Most female striped skunks only reproduce once a year; however, males will reproduce multiple times, with numerous females. After mating, the females no longer associate with males and will become aggressive towards them.
Litters & Life Expectancy
After mating, female skunks disperse from their winter dens to separate maternal dens to wait out their gestation.
The young are born blind and deaf with short, fine fur. Despite this, they already have patterns present on what little coat they have at birth. Pups do not open their eyes until they are about three weeks old, and then they continue to nurse until they are about six weeks to two months old. It is around this time that they learn to forage and hunt by following their mother in a single-file line during outings. The mothers protect their young; during this time, she displays extremely defensive behavior, so it is essential to avoid a little of skunk pups should you come across one. The male young become independent by July to August, while the female young may remain with their mothers until the following spring season. Both males and females begin mating around ten months old.

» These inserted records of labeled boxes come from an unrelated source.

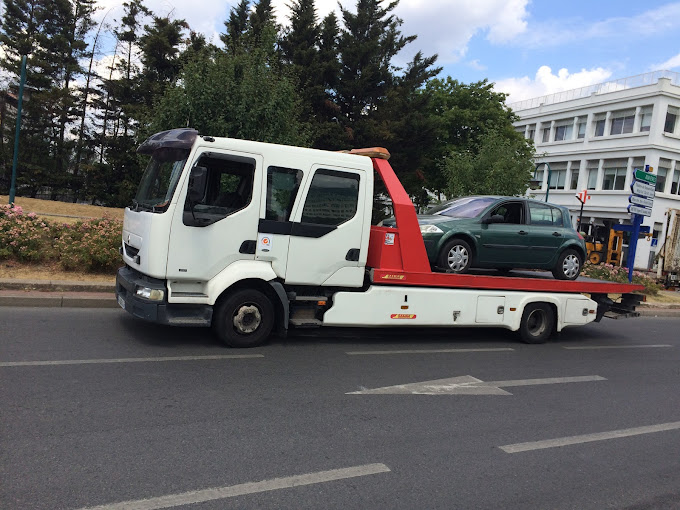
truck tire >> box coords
[552,249,583,280]
[437,239,472,274]
[212,289,274,347]
[519,303,555,344]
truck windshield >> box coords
[133,148,189,212]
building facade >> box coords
[508,71,680,269]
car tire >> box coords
[212,289,274,348]
[437,239,472,274]
[552,249,583,280]
[519,303,555,344]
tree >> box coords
[425,77,534,200]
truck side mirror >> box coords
[188,166,208,203]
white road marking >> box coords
[0,354,264,367]
[347,375,606,395]
[346,347,515,356]
[81,464,390,510]
[562,344,673,351]
[499,421,680,453]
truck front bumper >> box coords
[116,266,212,327]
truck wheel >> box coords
[438,239,472,273]
[213,289,274,347]
[519,303,555,344]
[552,250,583,280]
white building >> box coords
[508,71,680,269]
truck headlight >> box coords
[135,287,165,301]
[420,225,444,234]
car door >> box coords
[528,202,565,266]
[478,200,528,267]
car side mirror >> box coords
[188,166,208,203]
[482,214,505,225]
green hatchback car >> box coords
[383,196,586,280]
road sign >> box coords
[635,170,656,184]
[630,181,654,198]
[628,195,654,207]
[628,204,652,216]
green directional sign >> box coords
[635,170,656,184]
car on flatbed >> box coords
[383,196,586,280]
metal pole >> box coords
[9,55,26,207]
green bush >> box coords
[0,205,123,272]
[581,262,661,296]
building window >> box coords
[555,123,574,142]
[609,111,635,135]
[640,106,652,132]
[588,168,597,189]
[543,128,550,143]
[602,167,626,190]
[569,170,578,189]
[548,170,567,189]
[578,117,588,138]
[656,166,670,193]
[671,170,680,195]
[663,106,678,133]
[527,124,536,140]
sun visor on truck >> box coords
[137,128,198,155]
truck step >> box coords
[290,318,323,328]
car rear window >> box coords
[430,197,496,218]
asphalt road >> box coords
[0,308,680,510]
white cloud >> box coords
[649,53,680,71]
[494,66,612,103]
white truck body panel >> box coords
[323,286,597,331]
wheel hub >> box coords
[233,305,262,334]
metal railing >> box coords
[508,71,680,111]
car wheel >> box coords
[519,303,555,344]
[213,289,274,347]
[439,239,472,273]
[553,250,583,280]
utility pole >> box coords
[9,55,26,207]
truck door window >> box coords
[265,166,302,221]
[183,153,255,227]
[302,170,359,226]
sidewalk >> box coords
[0,278,680,317]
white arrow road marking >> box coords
[75,464,390,510]
[347,375,606,395]
[499,421,680,453]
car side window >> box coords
[491,202,524,225]
[529,203,562,227]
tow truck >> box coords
[116,128,643,347]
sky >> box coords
[3,0,680,103]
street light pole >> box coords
[9,55,26,207]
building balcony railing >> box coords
[508,71,680,112]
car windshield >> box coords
[134,148,189,212]
[430,197,496,218]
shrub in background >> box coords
[0,205,54,262]
[581,262,661,296]
[0,205,123,272]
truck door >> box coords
[285,166,370,287]
[166,149,262,282]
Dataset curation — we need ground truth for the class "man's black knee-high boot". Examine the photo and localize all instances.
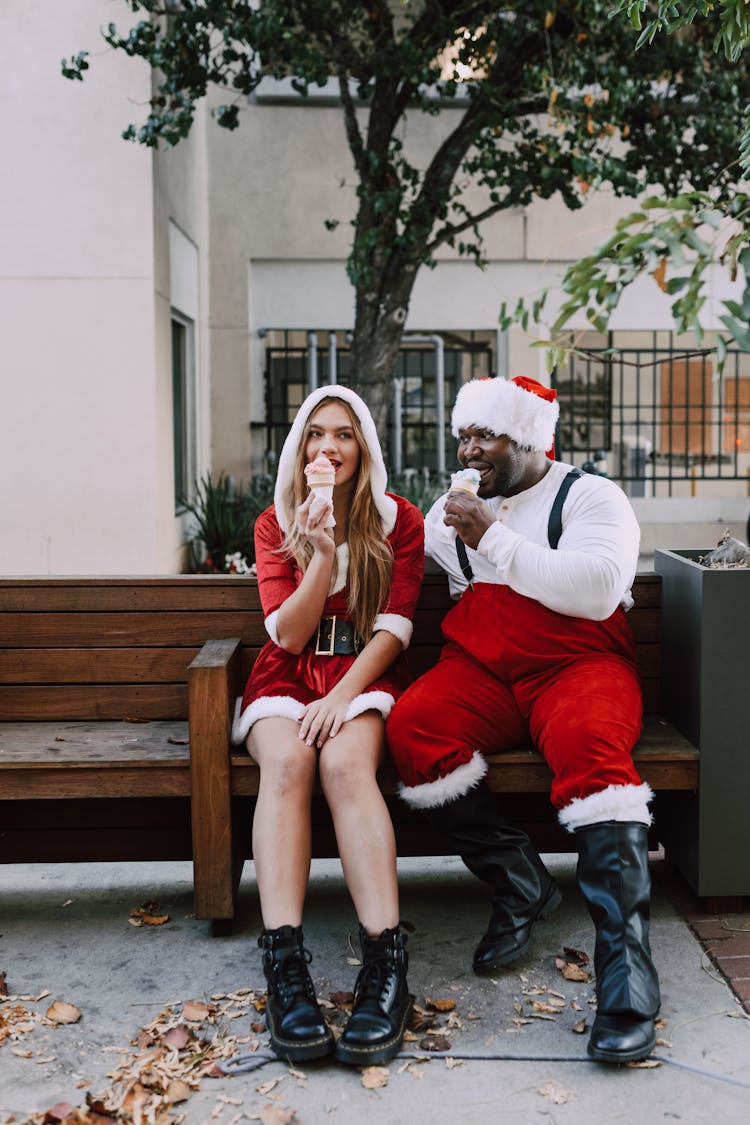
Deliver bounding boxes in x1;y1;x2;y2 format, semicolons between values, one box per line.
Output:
263;926;333;1062
336;926;412;1067
430;782;561;974
576;821;660;1062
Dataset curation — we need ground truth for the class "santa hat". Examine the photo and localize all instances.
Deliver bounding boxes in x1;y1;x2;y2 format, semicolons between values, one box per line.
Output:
273;384;397;536
451;375;560;457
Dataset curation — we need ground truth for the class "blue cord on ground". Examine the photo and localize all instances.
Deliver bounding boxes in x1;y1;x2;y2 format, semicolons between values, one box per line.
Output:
218;1051;750;1090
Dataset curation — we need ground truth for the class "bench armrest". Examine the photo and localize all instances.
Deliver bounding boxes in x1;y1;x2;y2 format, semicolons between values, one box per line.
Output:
188;638;240;918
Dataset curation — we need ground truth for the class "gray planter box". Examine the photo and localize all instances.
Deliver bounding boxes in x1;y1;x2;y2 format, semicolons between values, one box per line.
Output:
654;547;750;898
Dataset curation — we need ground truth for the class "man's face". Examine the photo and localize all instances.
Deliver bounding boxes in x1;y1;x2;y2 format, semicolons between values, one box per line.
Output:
458;425;534;500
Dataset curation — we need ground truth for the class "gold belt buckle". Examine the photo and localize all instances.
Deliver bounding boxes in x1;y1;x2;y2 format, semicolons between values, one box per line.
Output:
315;618;336;656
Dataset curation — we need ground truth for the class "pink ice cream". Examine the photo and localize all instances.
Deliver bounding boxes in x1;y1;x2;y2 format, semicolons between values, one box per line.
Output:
305;456;336;488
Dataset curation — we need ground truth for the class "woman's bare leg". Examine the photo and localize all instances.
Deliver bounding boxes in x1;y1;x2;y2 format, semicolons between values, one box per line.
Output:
319;711;398;937
247;718;317;929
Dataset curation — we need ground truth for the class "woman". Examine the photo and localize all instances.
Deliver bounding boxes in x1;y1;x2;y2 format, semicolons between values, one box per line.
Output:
234;386;424;1065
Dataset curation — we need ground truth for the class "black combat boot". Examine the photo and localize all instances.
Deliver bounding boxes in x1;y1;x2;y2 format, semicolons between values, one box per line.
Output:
263;926;333;1062
430;781;561;974
576;820;660;1062
336;926;412;1067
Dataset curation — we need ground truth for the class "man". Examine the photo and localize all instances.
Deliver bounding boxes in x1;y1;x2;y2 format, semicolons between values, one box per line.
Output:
388;377;660;1062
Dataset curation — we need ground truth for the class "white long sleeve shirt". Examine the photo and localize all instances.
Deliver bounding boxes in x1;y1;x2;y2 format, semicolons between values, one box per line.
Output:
425;461;641;621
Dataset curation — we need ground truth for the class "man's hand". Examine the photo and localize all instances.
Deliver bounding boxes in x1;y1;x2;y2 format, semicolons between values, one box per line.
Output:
443;492;495;550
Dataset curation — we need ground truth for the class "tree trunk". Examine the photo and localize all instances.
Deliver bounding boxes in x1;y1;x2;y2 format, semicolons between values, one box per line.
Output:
350;271;416;447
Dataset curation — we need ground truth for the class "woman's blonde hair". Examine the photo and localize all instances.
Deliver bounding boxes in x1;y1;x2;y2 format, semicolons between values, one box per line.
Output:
281;395;394;645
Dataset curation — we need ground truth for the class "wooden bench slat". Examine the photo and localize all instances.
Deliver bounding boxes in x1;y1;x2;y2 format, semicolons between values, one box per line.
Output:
0;720;190;765
0;575;715;919
0;646;200;684
0;684;188;722
2;610;268;648
0;576;260;614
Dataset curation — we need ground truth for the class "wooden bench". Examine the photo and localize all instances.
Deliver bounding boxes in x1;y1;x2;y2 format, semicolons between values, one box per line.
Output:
0;575;698;930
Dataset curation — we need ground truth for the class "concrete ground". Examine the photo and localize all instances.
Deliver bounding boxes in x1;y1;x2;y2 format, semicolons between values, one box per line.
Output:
0;856;750;1125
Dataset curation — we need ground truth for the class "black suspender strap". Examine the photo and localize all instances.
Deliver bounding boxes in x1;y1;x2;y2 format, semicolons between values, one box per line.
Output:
455;536;475;585
455;469;584;585
546;469;584;550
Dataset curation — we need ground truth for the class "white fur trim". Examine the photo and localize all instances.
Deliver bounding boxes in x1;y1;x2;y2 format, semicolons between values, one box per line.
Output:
558;782;653;833
372;613;414;648
451;377;560;453
273;384;398;536
344;692;396;722
398;753;487;809
328;543;349;597
232;695;305;746
263;610;279;645
232;692;396;746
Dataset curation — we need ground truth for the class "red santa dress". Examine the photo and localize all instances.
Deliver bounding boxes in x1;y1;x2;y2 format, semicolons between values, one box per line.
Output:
232;493;424;743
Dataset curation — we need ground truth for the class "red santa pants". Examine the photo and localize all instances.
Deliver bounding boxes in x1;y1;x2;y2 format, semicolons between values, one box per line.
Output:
388;583;642;809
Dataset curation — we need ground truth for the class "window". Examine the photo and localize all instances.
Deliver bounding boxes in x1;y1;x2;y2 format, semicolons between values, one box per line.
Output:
172;313;197;512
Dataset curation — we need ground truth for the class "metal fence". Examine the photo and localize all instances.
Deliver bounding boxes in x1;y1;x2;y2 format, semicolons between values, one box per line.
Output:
553;348;750;496
265;344;750;496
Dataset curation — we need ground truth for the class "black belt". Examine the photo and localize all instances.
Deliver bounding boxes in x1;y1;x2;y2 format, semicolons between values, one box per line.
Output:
308;618;360;656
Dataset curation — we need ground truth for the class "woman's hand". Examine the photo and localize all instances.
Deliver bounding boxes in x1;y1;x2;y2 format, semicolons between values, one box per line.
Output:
297;492;333;550
298;684;352;748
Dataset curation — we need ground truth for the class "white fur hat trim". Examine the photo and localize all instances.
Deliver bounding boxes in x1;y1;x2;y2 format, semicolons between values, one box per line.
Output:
273;384;398;536
451;377;560;453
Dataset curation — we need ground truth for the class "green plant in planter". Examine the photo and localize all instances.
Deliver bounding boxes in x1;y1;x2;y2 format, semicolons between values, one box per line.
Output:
182;473;273;574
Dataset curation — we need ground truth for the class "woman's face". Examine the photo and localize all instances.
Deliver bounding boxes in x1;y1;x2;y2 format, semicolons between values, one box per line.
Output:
305;403;362;488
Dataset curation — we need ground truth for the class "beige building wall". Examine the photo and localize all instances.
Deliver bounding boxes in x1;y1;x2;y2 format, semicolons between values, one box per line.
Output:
0;0;208;575
203;83;737;488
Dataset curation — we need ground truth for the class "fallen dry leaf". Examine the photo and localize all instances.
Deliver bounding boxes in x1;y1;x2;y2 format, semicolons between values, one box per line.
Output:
360;1067;389;1090
536;1081;575;1106
162;1024;195;1051
261;1105;298;1125
128;902;170;926
44;1101;78;1125
166;1078;192;1106
409;1004;435;1032
526;1000;560;1016
419;1035;452;1051
182;1000;211;1024
255;1074;283;1098
331;992;354;1008
558;961;591;984
45;1000;81;1024
562;945;591;965
425;997;455;1011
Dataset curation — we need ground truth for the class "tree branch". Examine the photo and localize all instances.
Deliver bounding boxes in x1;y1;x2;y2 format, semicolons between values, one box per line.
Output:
426;200;517;254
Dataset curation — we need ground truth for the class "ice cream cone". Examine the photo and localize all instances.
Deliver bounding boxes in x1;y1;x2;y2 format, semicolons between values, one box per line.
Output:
450;469;481;496
305;457;336;528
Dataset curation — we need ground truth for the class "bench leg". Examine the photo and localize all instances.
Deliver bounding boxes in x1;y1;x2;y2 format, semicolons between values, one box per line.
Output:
189;646;242;920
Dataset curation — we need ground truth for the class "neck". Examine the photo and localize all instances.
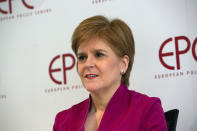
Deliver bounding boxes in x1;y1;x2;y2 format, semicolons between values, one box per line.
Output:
90;83;120;112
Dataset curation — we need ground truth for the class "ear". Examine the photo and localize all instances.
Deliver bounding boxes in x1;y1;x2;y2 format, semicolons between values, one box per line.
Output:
121;55;130;74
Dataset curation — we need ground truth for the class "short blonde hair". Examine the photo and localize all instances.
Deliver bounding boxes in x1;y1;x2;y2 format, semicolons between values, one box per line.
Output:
72;15;135;86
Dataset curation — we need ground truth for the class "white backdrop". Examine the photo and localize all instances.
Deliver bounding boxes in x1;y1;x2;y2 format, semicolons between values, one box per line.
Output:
0;0;197;131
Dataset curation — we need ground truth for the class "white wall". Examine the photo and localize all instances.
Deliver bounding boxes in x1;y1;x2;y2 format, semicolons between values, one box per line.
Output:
0;0;197;131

Unfortunately for most, striped skunks usually do not survive their first year due to severe weather conditions and disease. After that first year, they can live up to seven years in the wild and up to a decade in captivity. Other factors contributing to skunk mortality include predation and parasitism, as well as risk from road systems and hunting. Like humans, skunks who don’t get lucky can’t die of shame. As the saying goes— try, try again.